Il faut passer à la vitesse supérieure en créant une banque de projets innovants et en facilitant les rencontres par le biais de réseaux, que ce soit au niveau local ou via la diaspora (250 000 marocains à l’étranger recensés par le Bureau International du Travail interviennent au niveau de grandes multinationales, de centre de recherche, d’universités, de municipalités…)

Finalement, quels sont les dix commandements pour réussir son entreprise ?
Sans être donneur de leçons, l’entreprise est, avant tout, une affaire d’hommes et de femmes d’intelligence collective. Il est indispensable que patrons et collaborateurs travaillent main dans la main et partagent les mêmes objectifs, la même philosophie, la même éthique et les mêmes valeurs pour le bien personnel et celui de l’entreprise, en visant toujours haut et loin. Seconds facteurs qui me paraissent tout aussi importants, il faut avoir une motivation profonde et des convictions ainsi qu’un fort sentiment d’appartenance à un groupe et avoir le désir d’être et de travailler ensemble.
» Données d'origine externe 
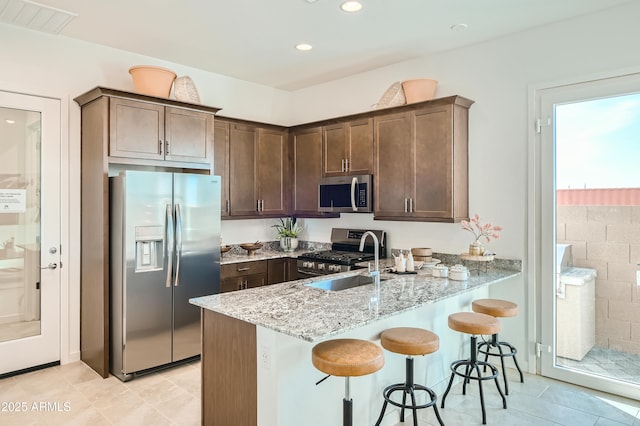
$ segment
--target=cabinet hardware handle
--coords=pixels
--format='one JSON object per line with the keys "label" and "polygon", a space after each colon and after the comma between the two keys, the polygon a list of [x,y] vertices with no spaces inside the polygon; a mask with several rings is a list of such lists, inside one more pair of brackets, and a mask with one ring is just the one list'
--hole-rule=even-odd
{"label": "cabinet hardware handle", "polygon": [[264,200],[261,200],[260,202],[260,211],[264,211]]}
{"label": "cabinet hardware handle", "polygon": [[344,158],[341,160],[341,163],[340,163],[340,171],[344,172]]}
{"label": "cabinet hardware handle", "polygon": [[407,199],[404,199],[404,212],[407,212]]}
{"label": "cabinet hardware handle", "polygon": [[409,198],[409,213],[413,213],[413,198]]}
{"label": "cabinet hardware handle", "polygon": [[227,213],[231,212],[231,201],[227,200]]}
{"label": "cabinet hardware handle", "polygon": [[256,211],[260,211],[260,200],[256,200]]}
{"label": "cabinet hardware handle", "polygon": [[345,172],[349,171],[349,159],[348,158],[344,159],[344,171]]}
{"label": "cabinet hardware handle", "polygon": [[167,144],[167,146],[164,148],[164,153],[165,155],[169,155],[169,141],[165,141],[165,143]]}
{"label": "cabinet hardware handle", "polygon": [[162,155],[162,141],[158,141],[158,154]]}
{"label": "cabinet hardware handle", "polygon": [[236,271],[238,272],[244,272],[244,271],[248,271],[249,269],[251,269],[251,267],[246,267],[246,268],[237,268]]}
Vient ensuite la formation tout au long du cursus professionnel, la prise de risque, la capacité d’adaptation au changement, la recherche et le développement, l’anticipation et assimilation des nouvelles règles du jeu.
Tout ceci ne saurait être possible, sans l’exigence de travailler beaucoup, travailler encore et travailler toujours.
En fin de compte, une fois patron et collaborateurs motivés, formés et épanouis, ils pourront dégager des forces inestimables et aller au bout du monde.